This happens in all the time. At one point here on HN I lamented that C++
didn't have a build system like Rust's Cargo, and lots of C++ folks came out
of the woodwork to argue that Cargo is a shitty tool because it can't support
certain byzantine projects. Similar arguments were made in a thread about a
new C++ package manager that attempts to modernize C++ package management.
Almost all of the pro-CMake arguments focus on how capable it is to handle
bizarre projects, without realizing that most such projects are bizarre only
because they each had to implement their own build system instead of using one
that encouraged them toward some standard structure. I can't recall anyone
making an argument that resembled "it's better to have one bad standard than a
dozen competing standards", even in response to something like "CMake is the
best of all C++ tools, but still a far cry from other languages' tooling."
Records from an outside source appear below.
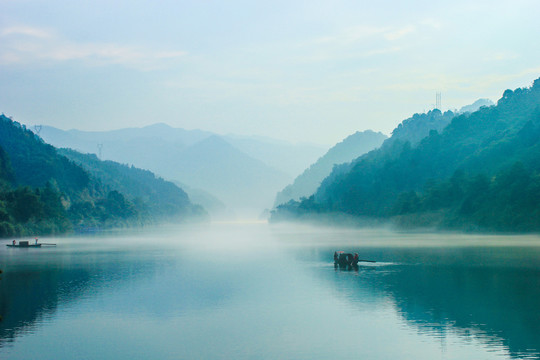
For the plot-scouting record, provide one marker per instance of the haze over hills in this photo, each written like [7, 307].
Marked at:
[482, 171]
[237, 170]
[44, 192]
[350, 148]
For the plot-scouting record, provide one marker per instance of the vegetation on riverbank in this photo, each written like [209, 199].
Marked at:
[44, 192]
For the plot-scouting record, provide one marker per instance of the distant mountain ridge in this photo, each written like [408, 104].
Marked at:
[243, 179]
[350, 148]
[44, 192]
[481, 171]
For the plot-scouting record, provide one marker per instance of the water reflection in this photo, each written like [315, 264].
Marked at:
[245, 292]
[487, 293]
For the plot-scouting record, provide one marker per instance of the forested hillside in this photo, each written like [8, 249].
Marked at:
[350, 148]
[482, 171]
[43, 192]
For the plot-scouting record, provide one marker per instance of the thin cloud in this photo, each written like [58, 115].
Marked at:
[26, 31]
[399, 33]
[26, 45]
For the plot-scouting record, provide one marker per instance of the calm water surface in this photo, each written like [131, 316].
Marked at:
[253, 291]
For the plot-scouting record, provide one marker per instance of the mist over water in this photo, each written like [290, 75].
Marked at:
[245, 290]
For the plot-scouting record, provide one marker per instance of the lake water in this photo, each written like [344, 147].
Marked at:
[254, 291]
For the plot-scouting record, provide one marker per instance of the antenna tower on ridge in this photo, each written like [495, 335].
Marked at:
[438, 101]
[100, 147]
Some people _would_ allude to C++ projects being uniquely difficult to build,
and so it would be impossible to emulate another language's tools; however,
this too seemed to be confusing "C++ projects lack a standard structure" with
"C++ projects _can 't have_ a standard structure". I could go on and on.

------
sient
Author here! Wasn't quite ready to post to HN yet since cquery is still in
development, and I plan to eventually publish on the vscode marketplace so
using cquery should be as simple as using the existing C/C++ extension.

Let me know if you have any questions.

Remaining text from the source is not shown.